While Bakker claims that he has abandoned his previous lifestyle in favor of coming to a truer understanding of Christ, plenty of people remember that his theme park and TV show funded an opulent lifestyle filled with vacation homes, expensive cars and an air-conditioned doghouse. There are questions about whether Bakker truly repented after serving five years in prison for fraud or if he is merely capitalizing on 21st century fears such as terrorism and climate change. His new TV show, “The Jim Bakker Show,” certainly works hard to sell fuel-less generators, doomsday guidebooks and freeze-dried food with a shelf life of up to 30 years. Bakker, however, insists that the twin disasters of Hurricane Harvey and Maria and concerns of nuclear war with North Korea are signs that the end times are on the horizon, and that Christians ignore the warnings at their own risk. “One day,” Bakker says, “you’re going to shake your fist in God’s face and you’re going to say, ‘God, why didn’t you warn me?’ He’s going to say, ‘You sat there and you made fun of Jim Bakker all those years. I warned you. But you didn’t listen.’ ”

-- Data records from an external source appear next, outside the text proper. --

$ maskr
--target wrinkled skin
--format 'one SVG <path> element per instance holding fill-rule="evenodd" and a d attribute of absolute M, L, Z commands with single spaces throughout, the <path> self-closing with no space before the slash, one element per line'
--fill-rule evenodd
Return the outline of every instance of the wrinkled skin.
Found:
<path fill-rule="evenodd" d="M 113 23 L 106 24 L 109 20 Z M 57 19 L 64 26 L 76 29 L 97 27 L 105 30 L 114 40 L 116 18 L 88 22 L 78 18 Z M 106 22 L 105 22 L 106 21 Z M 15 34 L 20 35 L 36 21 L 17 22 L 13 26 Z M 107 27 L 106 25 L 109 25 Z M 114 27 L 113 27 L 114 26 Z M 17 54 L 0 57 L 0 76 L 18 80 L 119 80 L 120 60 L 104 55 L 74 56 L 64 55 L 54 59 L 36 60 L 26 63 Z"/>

Some people believe that Bakker really has turned over a new leaf. “Jim lost everything, and then he came back,” says Bakker’s brother-in-law Mark Graham. “All he wants to do is get the message of salvation out there. And keep people alive.” Graham further claims that Bakker has disowned the Prosperity Gospel, the idea that God rewards faith with blessings such as wealth. Others, however, are skeptical. John Wigger, a professor of history at the University of Missouri and author of “PTL: The Rise and Fall of Jim and Tammy Faye Bakker’s Evangelical Empire,” claims that Bakker is simply tapping into new opportunities to make money. “The Prosperity Gospel, with all its glitz and money, fit the culture of the 1980s and Jim found that was a very successful component of his message,” Wigger says. “In this post-9/11 era, he’s found that the Apocalypse and survivalism make for a very compelling message that will also gain him an audience.”
Whether or not the Bakkers are once again getting rich off their TV show is difficult to say. There are no Nielsen ratings for Christian television and because Morningside, Bakker’s ministry and broadcast station, is registered as a church, it does not have to file financial information with the IRS. Unlike most faith-based organizations, Bakker’s ministry also refuses to post financial details on their website. Bakker and Graham insist that they have “nothing to hide…We’re transparent with the IRS and the government,” Graham says. “Our partners trust that their money is going to be used for what they designated it for.” Charles Shepard, the former investigative report who anchored the Observer’s Pulitzer Prize-winning coverage of the fall of PTL, believes that Bakker is up to his old tricks. “If he were someone who had really seen the light,” Shepard says, “he would be forthcoming about…revenues and his compensation.”
Whether Bakker really has turned over a new leaf or is capitalizing on current tensions is currently unclear. Only time will tell where he really stands and if his dire predictions of a rapidly approaching Armageddon come true.